暗号資産ファンドへの資金流入はポジティブ、だがトランプ政権下で期待下回る:レポート
  • 暗号資産(仮想通貨)ファンドへの資金流入は、トランプ政権下で期待されていた追い風をまだ十分には受けていないと、Crypto Insight Groupが発表した最新レポートは述べている。
  • 「純流入は継続しているものの、リスク予算を調整する動きがあり、ペースは年初予想を下回っている」とレポートは指摘している。
  • だが、ファンドマネージャーのトランプ政権に対する全体的なセンチメントは「圧倒的に建設的」という。
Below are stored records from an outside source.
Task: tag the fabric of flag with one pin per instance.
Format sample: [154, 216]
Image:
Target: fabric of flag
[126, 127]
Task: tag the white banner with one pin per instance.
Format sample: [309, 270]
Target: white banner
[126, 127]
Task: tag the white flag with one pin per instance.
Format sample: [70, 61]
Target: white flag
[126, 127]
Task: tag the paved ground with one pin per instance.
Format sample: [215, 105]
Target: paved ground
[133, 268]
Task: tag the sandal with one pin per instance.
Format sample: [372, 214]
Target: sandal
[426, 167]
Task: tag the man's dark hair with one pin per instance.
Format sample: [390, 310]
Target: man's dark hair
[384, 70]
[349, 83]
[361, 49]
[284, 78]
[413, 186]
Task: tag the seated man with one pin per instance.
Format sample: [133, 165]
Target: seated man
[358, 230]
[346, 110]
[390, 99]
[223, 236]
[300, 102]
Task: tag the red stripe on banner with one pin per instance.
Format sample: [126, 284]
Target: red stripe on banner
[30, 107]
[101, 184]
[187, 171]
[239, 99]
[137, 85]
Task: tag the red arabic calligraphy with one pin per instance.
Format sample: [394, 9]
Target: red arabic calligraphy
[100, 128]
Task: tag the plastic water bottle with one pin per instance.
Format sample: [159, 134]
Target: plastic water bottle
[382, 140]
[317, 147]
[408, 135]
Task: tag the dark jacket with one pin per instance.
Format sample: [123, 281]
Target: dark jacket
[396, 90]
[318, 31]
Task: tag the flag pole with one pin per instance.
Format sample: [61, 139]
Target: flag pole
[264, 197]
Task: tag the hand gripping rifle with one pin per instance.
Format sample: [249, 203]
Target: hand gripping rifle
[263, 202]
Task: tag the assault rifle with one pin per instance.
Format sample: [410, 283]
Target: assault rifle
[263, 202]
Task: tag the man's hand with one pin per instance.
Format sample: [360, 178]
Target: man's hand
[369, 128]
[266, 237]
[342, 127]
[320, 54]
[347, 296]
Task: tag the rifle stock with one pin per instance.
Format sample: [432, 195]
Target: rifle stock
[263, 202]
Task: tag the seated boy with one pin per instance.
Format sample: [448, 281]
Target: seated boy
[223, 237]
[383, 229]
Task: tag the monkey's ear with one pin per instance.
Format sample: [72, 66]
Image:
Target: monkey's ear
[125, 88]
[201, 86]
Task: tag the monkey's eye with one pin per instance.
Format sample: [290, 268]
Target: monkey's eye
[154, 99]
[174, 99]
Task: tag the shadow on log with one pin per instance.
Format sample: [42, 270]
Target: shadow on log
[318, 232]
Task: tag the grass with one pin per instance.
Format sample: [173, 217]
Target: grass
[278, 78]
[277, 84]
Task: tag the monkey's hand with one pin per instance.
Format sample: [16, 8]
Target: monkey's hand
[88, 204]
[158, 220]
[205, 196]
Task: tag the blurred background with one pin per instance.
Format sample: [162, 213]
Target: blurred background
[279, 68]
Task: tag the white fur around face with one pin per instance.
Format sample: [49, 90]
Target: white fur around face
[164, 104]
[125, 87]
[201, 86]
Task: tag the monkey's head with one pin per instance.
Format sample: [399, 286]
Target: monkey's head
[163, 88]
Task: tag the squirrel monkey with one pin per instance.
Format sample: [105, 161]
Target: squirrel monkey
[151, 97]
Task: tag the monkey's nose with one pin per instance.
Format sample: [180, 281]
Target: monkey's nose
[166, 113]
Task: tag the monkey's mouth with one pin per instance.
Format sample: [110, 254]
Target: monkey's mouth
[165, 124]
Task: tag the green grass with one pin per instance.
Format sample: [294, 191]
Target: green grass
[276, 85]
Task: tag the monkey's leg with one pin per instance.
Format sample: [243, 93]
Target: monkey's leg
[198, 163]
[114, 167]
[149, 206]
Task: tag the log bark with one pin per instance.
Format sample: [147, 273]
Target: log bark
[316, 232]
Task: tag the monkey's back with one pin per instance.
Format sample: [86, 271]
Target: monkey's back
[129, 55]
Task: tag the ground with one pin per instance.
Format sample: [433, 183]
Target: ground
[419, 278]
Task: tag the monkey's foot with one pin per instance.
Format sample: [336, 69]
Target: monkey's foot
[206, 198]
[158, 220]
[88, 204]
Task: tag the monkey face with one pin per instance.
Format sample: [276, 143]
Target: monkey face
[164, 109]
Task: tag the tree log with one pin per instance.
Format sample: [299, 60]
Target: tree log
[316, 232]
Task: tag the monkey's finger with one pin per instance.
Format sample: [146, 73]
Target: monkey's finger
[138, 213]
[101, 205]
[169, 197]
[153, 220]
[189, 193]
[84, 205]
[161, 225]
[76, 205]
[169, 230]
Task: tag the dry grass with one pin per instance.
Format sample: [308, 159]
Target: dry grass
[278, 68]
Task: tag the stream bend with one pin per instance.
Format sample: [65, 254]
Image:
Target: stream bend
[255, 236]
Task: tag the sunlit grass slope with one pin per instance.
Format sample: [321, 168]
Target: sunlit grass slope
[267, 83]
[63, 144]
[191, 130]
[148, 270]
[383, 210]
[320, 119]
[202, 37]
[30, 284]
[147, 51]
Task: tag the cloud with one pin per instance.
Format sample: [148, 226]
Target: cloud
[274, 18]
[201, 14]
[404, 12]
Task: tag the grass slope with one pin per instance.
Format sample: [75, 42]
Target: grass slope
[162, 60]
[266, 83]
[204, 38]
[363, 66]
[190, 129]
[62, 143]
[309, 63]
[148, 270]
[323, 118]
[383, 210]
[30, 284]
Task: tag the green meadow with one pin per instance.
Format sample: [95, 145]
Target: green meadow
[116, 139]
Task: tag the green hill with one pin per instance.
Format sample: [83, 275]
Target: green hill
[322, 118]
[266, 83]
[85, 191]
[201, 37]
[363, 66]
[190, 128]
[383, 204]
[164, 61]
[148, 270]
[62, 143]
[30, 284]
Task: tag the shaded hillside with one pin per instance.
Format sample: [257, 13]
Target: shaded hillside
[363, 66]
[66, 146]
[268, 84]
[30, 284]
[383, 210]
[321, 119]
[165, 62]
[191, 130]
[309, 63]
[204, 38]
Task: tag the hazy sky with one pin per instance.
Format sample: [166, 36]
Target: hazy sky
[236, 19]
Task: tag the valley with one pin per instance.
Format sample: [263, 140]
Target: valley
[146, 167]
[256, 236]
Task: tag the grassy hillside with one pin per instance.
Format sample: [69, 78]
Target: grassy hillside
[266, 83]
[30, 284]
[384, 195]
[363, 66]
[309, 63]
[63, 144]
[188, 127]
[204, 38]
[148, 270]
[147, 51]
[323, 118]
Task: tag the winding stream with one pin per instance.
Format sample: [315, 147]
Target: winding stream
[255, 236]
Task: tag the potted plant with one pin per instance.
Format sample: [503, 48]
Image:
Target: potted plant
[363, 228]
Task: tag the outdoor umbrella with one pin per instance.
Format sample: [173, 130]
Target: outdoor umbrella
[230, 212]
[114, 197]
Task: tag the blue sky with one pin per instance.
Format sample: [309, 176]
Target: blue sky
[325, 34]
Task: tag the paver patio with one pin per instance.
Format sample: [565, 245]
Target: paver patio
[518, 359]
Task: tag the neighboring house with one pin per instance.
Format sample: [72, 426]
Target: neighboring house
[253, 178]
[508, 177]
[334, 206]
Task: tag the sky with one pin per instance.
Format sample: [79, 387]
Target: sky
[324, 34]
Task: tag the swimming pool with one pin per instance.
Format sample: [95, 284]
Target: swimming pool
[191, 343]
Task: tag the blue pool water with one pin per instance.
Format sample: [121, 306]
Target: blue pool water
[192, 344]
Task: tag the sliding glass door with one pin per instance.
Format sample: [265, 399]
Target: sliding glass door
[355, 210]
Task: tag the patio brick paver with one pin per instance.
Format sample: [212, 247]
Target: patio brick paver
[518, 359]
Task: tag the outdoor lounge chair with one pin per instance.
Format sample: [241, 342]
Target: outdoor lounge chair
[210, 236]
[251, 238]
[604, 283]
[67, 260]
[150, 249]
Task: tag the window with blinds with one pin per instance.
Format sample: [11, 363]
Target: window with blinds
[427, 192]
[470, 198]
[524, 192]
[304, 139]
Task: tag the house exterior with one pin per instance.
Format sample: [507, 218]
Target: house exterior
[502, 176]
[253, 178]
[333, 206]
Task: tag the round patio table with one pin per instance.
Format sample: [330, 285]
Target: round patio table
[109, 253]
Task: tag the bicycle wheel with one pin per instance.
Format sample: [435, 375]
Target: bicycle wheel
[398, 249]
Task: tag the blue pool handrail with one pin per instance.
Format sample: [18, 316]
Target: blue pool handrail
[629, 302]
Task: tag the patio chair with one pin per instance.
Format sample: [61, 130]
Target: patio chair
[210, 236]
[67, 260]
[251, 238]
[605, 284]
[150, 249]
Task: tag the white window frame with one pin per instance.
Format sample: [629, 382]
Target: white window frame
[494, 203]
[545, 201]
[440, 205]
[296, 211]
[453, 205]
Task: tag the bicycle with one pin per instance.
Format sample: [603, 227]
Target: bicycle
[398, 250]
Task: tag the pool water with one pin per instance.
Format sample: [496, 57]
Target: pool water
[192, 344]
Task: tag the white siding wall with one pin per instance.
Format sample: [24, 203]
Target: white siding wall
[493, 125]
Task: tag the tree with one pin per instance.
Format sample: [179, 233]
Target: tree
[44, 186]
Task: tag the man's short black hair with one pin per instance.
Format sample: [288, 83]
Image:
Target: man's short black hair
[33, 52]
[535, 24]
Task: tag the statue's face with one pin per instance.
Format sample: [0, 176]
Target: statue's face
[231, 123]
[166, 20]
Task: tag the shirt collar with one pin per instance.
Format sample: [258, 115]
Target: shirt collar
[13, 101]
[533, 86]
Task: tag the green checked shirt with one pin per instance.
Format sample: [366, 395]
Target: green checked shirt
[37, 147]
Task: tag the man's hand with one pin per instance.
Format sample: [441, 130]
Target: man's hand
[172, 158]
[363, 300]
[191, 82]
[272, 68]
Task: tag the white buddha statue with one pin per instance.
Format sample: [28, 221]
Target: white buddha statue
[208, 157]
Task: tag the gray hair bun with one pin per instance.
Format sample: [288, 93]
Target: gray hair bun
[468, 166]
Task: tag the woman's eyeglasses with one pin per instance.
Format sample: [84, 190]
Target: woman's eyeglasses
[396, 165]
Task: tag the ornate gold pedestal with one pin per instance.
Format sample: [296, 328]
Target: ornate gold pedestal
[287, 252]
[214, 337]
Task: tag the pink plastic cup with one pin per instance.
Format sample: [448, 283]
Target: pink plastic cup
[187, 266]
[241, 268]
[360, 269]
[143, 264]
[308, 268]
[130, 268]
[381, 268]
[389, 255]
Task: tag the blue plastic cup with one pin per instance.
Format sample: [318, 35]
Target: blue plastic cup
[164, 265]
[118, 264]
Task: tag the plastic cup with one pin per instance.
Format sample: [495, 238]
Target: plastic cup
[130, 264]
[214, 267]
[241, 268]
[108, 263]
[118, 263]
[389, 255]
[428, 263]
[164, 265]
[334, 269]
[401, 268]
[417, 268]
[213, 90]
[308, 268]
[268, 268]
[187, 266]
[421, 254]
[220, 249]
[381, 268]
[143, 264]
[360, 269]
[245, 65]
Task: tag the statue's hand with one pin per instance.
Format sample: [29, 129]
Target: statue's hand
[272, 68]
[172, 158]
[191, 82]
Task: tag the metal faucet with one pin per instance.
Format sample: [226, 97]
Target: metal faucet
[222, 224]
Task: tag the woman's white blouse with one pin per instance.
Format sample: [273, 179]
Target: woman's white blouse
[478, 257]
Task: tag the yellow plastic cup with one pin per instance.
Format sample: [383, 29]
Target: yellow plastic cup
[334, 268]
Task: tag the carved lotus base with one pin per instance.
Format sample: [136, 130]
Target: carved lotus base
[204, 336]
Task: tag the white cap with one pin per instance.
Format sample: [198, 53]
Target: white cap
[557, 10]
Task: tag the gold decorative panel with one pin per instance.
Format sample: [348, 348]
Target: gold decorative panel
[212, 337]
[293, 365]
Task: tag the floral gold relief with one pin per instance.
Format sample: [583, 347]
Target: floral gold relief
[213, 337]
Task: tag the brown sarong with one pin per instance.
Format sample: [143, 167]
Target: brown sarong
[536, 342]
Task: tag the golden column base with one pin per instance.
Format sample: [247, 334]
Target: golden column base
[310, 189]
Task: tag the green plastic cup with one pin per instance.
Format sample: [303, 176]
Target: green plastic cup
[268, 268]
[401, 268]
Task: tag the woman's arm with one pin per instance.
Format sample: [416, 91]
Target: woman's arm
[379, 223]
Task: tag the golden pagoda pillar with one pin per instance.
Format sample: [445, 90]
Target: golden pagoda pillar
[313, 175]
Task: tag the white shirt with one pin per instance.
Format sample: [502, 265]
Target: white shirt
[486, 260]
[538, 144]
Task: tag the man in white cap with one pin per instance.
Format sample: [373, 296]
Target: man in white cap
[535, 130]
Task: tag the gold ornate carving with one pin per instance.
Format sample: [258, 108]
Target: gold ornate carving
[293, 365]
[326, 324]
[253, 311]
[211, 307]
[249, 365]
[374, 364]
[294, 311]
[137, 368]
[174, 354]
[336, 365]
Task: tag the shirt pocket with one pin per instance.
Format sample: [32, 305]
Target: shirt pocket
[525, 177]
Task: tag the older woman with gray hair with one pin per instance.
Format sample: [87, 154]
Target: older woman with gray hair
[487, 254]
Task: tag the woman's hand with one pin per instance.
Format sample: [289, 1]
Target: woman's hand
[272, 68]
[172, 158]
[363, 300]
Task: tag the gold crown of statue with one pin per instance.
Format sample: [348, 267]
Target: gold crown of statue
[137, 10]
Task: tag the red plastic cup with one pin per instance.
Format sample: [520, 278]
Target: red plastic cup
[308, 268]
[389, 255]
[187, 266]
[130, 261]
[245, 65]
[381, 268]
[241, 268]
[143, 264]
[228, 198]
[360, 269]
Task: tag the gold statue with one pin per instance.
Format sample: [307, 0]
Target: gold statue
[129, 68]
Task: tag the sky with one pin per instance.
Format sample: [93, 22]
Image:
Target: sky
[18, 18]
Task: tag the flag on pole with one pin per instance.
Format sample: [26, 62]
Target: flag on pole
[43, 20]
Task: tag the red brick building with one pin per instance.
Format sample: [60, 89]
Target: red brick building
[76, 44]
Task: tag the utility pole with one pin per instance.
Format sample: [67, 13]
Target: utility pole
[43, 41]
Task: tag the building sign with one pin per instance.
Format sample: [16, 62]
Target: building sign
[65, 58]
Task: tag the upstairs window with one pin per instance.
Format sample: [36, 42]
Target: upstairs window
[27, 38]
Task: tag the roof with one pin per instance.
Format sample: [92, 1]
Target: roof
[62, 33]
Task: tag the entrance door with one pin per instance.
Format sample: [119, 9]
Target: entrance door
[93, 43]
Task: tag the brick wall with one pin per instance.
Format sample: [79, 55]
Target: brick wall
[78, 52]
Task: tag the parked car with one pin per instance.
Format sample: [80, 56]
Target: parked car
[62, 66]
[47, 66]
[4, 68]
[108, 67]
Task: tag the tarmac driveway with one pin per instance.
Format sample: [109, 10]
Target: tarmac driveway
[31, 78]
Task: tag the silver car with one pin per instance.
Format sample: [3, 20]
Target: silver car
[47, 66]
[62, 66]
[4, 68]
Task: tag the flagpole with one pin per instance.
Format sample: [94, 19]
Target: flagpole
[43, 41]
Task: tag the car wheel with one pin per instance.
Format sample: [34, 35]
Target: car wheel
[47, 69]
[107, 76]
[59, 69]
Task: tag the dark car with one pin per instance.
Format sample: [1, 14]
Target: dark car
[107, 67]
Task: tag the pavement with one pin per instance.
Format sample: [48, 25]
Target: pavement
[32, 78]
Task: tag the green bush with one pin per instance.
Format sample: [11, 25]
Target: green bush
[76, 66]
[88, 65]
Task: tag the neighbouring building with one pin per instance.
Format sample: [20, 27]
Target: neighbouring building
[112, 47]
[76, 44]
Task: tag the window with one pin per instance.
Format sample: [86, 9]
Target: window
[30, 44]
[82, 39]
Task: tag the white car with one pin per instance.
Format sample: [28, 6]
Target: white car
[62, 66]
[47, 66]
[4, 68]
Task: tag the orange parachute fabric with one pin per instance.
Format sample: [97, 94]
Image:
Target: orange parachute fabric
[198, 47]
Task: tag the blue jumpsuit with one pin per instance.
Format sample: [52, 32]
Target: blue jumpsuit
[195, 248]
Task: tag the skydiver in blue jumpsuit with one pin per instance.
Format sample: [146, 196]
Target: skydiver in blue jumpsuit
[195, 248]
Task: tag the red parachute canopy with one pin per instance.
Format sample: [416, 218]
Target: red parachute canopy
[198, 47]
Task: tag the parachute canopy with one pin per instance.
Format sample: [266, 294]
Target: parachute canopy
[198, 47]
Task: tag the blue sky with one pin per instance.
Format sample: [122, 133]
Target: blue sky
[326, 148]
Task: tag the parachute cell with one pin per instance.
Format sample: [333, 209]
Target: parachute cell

Crypto Insight Groupの「Hedge Fund Outlook 2Q25」によると、暗号資産(仮想通貨)ファンドへの資金流入は、トランプ政権下で期待されていた追い風をまだ十分には受けていないという。

モメンタムは「依然としてポジティブだが、ファンドマネージャーがトランプ新政権下で予想していたよりも鈍化している」とレポートは記している。

「純流入は継続しているものの、リスク予算を調整する動きがあり、ペースは年初予想を下回っている」

トランプ政権の表向きは暗号資産フレンドリーな姿勢は、米国で規制の明確化が進む進むとの期待を高め、デジタル資産業界全体に強気モメンタムがもたらされるとの楽観論が広がっていた。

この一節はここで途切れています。